Gümrük Birliği oluştuğu zamana genelde birlik sonrasında tüketilen ve üretilen mal ve demetleri birlik öncesinden farklı olur.Birliğin oluşmasıyla birliğe üye ülkeler arasında kaldırılan tarife her türlü kısıtlayıcı önlemler birlik içinde serbest ticareti doğurur.Birlik dışındaki ülkelere karşı ortak bir vergi ve/veya tarife sistemi uygulanır.Dolayısıyla gümrük birliklerinde serbest ticaret ve koruma iç içedir. Kısacası gümrük birlikleri ortak dış tarifelerin mevcudiyeti altında birlik içi serbest ticareti kapsar.
AB ile Türkiye birlikteliği 1963 kurucu anlaşması olan Ankara Anlaşmasıyla başlamıştır. Daha sonra hem kurucu anlaşma hem de 1974 katma protokole göre taraflar arasında Gümrük Birlikleri düzenlemesiyle AB-Türkiye arasında serbest ticareti sağlayan gümrük birliği anlaşması yapılmıştır. Ve 2000 yıllara gelindiğinde her iki tarafa arasında hemen hemen her üründe ticarete vergi ve sınırlamalar kalkmıştır. Bu düzenlemenin tarafların refah ve kalkınmalarına katkıda bulunduğu sektörler itibarıyla kanıtlanmıştır. Türk otomotiv sektöründeki değişim buna güzel bir örnektir. Ancak AB tarafı birliğe üye olmayan 3. ülkelerle yaptığı ve/veya yapacağı Serbest Ticaret Anlaşmalarında(STA) Türkiye’yi anlaşma dışında bırakmaktadır. Ve bu uygulamadan dolayı Türkiye pazar ve refah kaybına uğramaktadır.Yukarıda verilen kuramsal açıklamadan da anlaşılacağı üzere AB uygulaması doğru olmamakla beraber anlaşma metnine aykırıdır.

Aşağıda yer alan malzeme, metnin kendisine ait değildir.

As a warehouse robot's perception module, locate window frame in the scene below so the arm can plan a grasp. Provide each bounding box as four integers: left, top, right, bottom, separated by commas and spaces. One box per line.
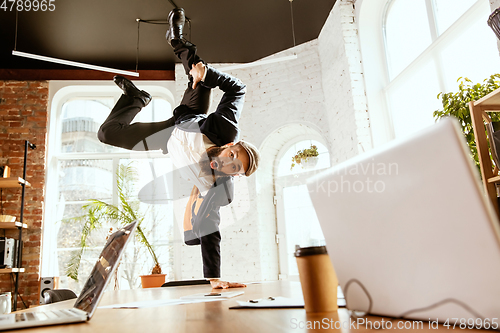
41, 81, 182, 276
356, 0, 489, 147
273, 134, 332, 281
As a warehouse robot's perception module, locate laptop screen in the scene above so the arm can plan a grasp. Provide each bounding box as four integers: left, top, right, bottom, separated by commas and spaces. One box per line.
74, 222, 137, 317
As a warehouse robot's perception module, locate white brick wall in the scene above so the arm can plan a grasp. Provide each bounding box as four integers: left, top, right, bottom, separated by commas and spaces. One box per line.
490, 0, 500, 50
318, 0, 372, 159
176, 0, 371, 281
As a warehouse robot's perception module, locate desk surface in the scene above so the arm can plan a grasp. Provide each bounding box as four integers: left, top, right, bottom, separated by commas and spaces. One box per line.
19, 281, 482, 333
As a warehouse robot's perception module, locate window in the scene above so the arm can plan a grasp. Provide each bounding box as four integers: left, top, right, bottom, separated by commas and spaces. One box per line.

AB 3.ülkelerle Lome STA ,2007’de Güney Kore’yle STA imzalamış ve Türkiye bu STA dışında bırakılmıştır. Ve dışında kaldığından dolayı pazar ve refah kaybına uğramıştır. AB, 2014 yılında ABD ile STA yapma hazırlıklarına başlamış olup Türkiye’nin STA dışında bırakılacağı açıklanmıştır.Türkiye AB üye bir ülke olmasına rağmen uğradığı pazara ve refah kayıplarını 3.ülkelerle yaptığı ikili STA ile minimize etmeye çalışmaktadır. Güney Kore’yle yapılan 1 mayıs 2013 uygulamasına başlanan STA örnek olarak verilebilinir.
Burada önemli olan,Türk tarafının ikili ilişkilerle sorununa çözüm bulması değildir, elbette bu tür çözümler zararlarını telafi edilmesi açısından önemlidir.Ancak, dikkat edilmesi gereken AB tarafının yanlışından dönmesini sağlayacak yaptırımlarla karşı karşıya kalmasını sağlayacak şekilde uluslararası platformda Türkiye’nin Gümrük Birlikleri Anlaşmasından dolayısıyla STA yer almamasından dolayı yapılmakta olan yanlışlığın düzeltilmesidir. Aslında,Türk tarafına, Avrupa Birliğine tam üye olmadığı için Serbest Ticaret Anlaşmalarında taraf olarak yer alamayacağı, komisyon nezdinde söylenmesi AB’nin her zaman yaptığı taktiklerinden sadece biridir. Amaç AB-Türkiye arasındaki ilişkinin daha sağlıklı ve doğru bir zeminde ilerlemesini sağlamak olmalıdır.